Recently I was frantically trying to get all my lost contacts for my North Texas Babysitter referral service to reappear on my iPhone 4s after a recent upgrade and they were deleted mid upgrade. During this process I ended up heading to the Genius bar at the Apple store to get some assistance.
While there I had to go through a series of tests and a continuous stream of clicks of the, “I Accept” button. Very quickly I had racked up a unknown sum of agreements to fine print I had no clue what entailed, I just need my contacts back on my iPhone! This made me think as I clicked, “I Accept” again, and I made a joke that Apple could be putting in the fine print that, “I Accept” to give away my first born child to the company at age 14, and then the family dog by the fourth “I Accept” button and so forth and no one would know until years later when they came to collect whatever it was “I Accepted” to get my contacts back in 2011. I then had a brief sense of panic, what if that was really in there? Clearly that wouldn’t be in there, right? Even in my own business I have an “I Accept” button when you join to become a member of SeekingSitters of North Texas. What are you accepting and did you read the fine print?

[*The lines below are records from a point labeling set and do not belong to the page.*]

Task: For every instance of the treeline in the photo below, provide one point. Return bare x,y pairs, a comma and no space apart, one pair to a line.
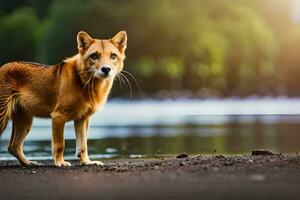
192,48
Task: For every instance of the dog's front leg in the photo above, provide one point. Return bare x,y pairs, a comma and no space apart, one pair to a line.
58,142
81,127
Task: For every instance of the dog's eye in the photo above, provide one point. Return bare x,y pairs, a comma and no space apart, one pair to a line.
113,56
94,56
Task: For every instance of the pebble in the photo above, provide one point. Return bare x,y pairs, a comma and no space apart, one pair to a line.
183,155
258,177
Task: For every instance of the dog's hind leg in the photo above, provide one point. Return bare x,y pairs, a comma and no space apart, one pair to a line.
21,125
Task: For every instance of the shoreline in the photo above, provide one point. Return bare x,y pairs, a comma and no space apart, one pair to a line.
225,177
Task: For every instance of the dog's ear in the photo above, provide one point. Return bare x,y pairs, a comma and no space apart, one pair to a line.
84,41
120,41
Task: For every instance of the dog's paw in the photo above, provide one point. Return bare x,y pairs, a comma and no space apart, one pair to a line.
89,162
32,164
62,164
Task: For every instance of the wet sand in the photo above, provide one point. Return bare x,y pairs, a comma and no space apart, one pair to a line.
197,177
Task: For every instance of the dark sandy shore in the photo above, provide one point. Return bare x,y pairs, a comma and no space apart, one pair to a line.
201,177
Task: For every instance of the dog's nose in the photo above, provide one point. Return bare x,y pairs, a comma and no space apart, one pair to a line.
105,70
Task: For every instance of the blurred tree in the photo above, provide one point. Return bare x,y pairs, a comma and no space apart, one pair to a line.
19,36
196,47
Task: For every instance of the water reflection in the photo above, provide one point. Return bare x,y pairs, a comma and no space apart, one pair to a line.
233,138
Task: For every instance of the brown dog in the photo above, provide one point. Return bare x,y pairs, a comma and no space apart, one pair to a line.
68,91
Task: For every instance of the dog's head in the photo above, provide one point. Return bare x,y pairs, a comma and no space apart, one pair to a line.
101,58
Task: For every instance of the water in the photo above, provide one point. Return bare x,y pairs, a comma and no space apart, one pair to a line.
142,129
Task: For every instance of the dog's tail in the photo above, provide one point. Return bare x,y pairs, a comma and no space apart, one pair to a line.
7,105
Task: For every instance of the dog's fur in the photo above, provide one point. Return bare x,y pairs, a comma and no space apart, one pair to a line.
71,90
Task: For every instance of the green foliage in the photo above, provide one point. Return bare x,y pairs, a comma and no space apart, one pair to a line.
19,36
222,47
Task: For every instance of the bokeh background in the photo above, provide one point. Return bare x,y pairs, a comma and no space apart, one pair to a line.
211,75
192,48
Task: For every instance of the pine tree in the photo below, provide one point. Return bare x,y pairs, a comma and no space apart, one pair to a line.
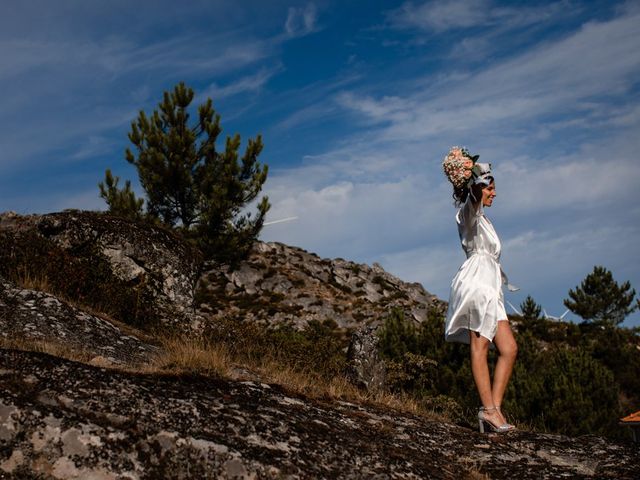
192,186
122,202
530,309
599,298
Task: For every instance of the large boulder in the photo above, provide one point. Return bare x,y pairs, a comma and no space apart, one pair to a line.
65,420
283,284
365,367
33,319
159,269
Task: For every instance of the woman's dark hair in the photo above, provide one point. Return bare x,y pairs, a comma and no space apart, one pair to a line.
460,194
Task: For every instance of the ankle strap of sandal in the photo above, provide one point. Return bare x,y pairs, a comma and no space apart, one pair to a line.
489,409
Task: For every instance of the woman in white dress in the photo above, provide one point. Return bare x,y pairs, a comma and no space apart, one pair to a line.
476,313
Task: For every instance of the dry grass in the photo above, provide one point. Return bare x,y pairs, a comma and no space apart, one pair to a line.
27,280
192,355
180,355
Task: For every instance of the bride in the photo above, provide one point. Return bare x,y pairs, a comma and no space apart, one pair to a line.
476,313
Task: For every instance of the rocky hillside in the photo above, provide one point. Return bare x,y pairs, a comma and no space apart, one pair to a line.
279,283
65,420
98,286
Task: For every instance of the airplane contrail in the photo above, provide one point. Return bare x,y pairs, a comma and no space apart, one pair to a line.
288,219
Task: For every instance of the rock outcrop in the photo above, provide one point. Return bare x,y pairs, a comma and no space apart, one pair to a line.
162,267
279,283
65,420
29,315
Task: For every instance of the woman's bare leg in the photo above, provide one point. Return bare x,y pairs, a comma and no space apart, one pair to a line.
507,350
480,369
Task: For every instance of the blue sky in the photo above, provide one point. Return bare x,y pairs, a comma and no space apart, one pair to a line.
357,102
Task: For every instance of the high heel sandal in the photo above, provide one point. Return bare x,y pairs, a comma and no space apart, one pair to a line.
482,421
511,426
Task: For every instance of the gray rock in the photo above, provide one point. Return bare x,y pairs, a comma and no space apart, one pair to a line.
37,316
365,367
290,285
192,427
154,260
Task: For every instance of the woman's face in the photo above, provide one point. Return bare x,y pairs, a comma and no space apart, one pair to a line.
488,193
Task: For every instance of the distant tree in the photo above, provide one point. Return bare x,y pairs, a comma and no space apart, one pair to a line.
599,298
530,309
121,202
192,186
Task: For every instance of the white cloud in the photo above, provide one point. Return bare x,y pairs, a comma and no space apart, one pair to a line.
443,15
301,21
248,84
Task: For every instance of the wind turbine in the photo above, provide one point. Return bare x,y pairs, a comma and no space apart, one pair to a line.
282,220
551,317
514,308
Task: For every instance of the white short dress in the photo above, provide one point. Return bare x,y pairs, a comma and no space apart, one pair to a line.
476,301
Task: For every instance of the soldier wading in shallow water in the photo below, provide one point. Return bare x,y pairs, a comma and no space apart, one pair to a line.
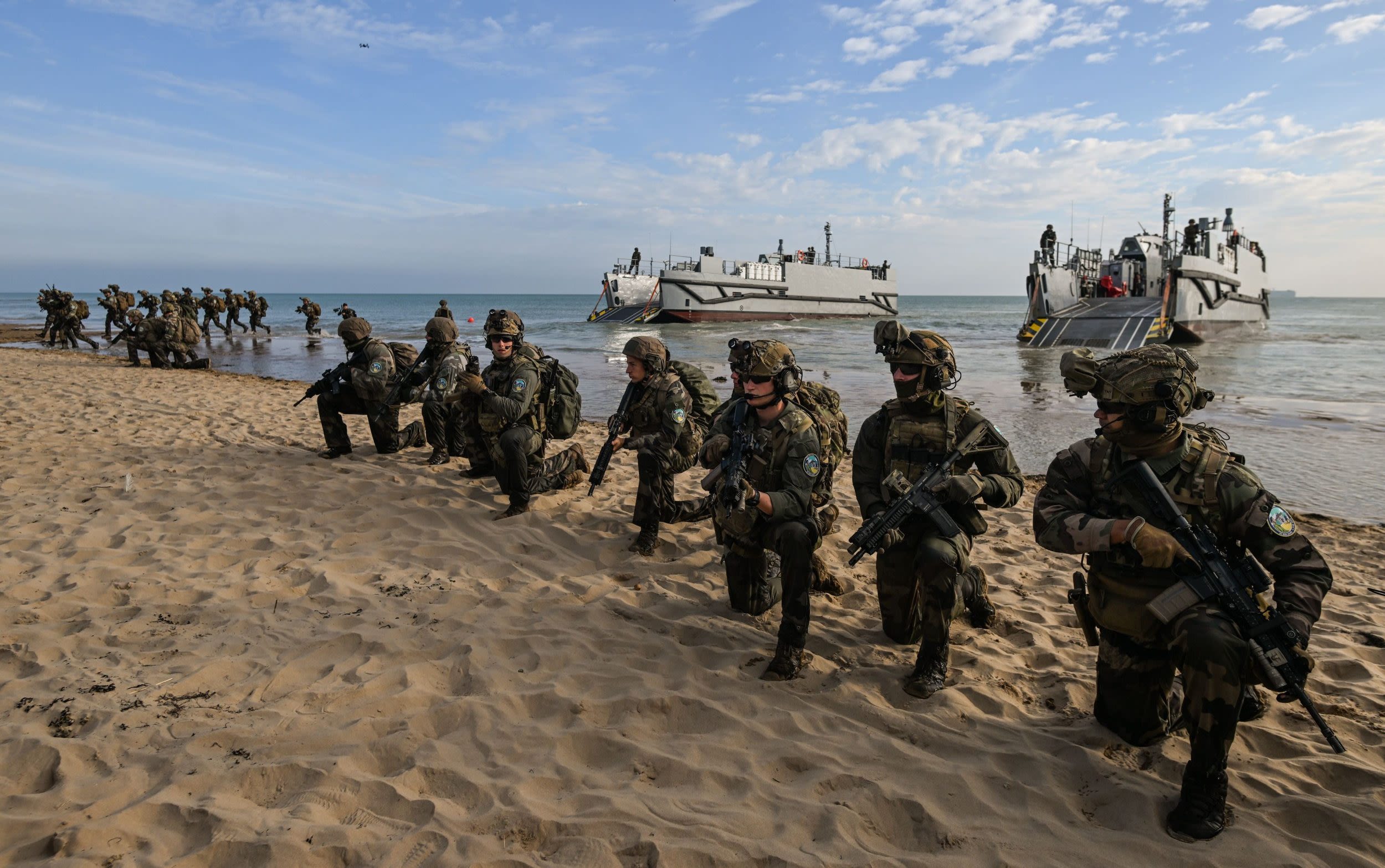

I can tell you no. From my own experience, sometimes we are so fixated on getting the desired result of what we want at the time; we are not sure or care at the time of the “I Accept” button. Then I started to think about Marriage, would we think of this the same if we had to go through the courtship and ups and downs to get to an “I Accept” button? Would we be so accepting if there was fine print in our relationships? How about having a child? In labor right before you deliver, a box pops up and you have to say, “I Accept” . Then in the fine print, it says it all… “I Accept” a lifetime of raising this child, the chance that my body may not snap back to how it was, caring for this child at all hours of the day and night at any age, supporting this child, driving this child around to endless sporting events, teaching this child right from wrong, and raising a good citizen. Then in the even smaller fine print, “I Accept” that my home might not be perfectly clean or as organized as a Pottery Barn catalog, or all my laundry is clean and put away? If this was the case, I am not too sure how many people would sign up for this option in life if all the fine print came with an “I Accept” button. But then again, who reads all that fine print anyway, right?
I did accept everything Apple asked of me to get my contacts back that day and walked out of the store wondering what I had accept and when it might come back to get me. I got in my car, turned the key and on the dash was a button that I see daily but forgot that I have to click before I can use my radio while driving my car, “I ACCEPT”.